By Achmad Sholeh(Alek) 02 Okt 2024, 17:26:25 WIB UMKM
Jadi Ancaman UMKM, KemenKopUKM Pastikan Aplikasi TEMU Tidak Masuk Indonesia

Keterangan Gambar : Staf Khusus Menteri Bidang Pemberdayaan Ekonomi Kreatif Kementerian Koperasi dan UKM (KemenKopUKM) Fiki Satari


MEGAPOLITANPOS.COM, Jakarta– Eksistensi aplikasi TEMU kembali menjadi perbincangan di media sosial X setelah adanya cuitan yang mengulas presentasi salah satu narasumber pada acara E-Commerce Expo tentang bahaya aplikasi TEMU.

Menanggapi isu tersebut, Staf Khusus Menteri Bidang Pemberdayaan Ekonomi Kreatif Kementerian Koperasi dan UKM (KemenKopUKM) Fiki Satari menegaskan, bahwa Pemerintah saat ini terus berkomitmen untuk mengawal dan memastikan agar aplikasi TEMU tidak masuk ke Indonesia.

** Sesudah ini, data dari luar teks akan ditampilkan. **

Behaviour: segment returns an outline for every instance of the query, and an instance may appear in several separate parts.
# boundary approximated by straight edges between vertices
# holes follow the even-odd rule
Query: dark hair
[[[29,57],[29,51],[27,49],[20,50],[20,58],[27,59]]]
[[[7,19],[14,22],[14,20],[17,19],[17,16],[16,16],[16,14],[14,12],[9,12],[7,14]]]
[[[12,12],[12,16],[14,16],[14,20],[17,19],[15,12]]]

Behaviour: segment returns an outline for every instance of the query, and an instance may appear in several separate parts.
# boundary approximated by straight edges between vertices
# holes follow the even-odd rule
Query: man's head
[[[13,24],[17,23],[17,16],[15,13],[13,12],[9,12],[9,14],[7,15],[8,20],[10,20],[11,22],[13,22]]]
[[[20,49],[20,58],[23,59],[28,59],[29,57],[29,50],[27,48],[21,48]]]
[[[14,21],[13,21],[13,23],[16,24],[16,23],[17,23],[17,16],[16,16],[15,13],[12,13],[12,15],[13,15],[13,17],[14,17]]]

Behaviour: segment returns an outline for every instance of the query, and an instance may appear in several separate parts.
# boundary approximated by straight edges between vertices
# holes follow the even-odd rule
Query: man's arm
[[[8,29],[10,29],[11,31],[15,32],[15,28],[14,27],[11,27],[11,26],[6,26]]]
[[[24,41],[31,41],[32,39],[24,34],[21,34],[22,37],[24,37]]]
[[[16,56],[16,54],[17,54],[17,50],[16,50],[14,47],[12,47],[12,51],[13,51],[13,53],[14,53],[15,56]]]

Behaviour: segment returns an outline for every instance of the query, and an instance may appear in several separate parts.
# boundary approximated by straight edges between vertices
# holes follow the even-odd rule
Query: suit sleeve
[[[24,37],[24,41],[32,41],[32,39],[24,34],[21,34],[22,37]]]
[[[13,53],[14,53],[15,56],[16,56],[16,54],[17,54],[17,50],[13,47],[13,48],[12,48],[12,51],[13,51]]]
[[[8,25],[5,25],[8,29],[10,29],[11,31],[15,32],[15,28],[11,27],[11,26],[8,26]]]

“Jika TEMU sampai masuk ke Indonesia, ini akan sangat membahayakan UMKM dalam negeri. Apalagi platform digital dari Cina ini bisa memfasilitasi transaksi secara langsung antara pabrik di Cina dengan konsumen di negara tujuan ini akan mematikan UMKM,” ujar Fiki dalam keterangan resminya di Jakarta, Rabu (2/10).

Baca Lainnya :

Fiki menjelaskan, aplikasi TEMU memiliki konsep menjual barang langsung dari pabrik ke konsumen tanpa adanya seller, reseller, dropshipper maupun afiliator sehingga tidak ada komisi berjenjang. Hal tersebut ditambah dengan adanya subsidi yang diberikan platform membuat produk di aplikasi dihargai dengan sangat murah.

“Mereka sudah masuk ke Amerika Serikat (AS) dan Eropa, bahkan sekarang sudah mulai ekspansi ke Kawasan Asia Tenggara, khususnya di negara tetangga seperti Thailand dan Malaysia. Maka kita harus terus kawal agar tidak masuk ke Indonesia,” tutur Fiki.

Fiki mengungkapkan, sejak September 2022 lalu aplikasi TEMU telah berupaya mendaftarkan merek sebanyak tiga kali di Indonesia. Bahkan pada 22 Juli 2024, aplikasi TEMU sempat mengajukan ulang pendaftarannya di Direktorat Jenderal Hak Kekayaan Intelektual (DJKI) Kementerian Hukum dan Hak Asasi Manusia (KemenkumHAM).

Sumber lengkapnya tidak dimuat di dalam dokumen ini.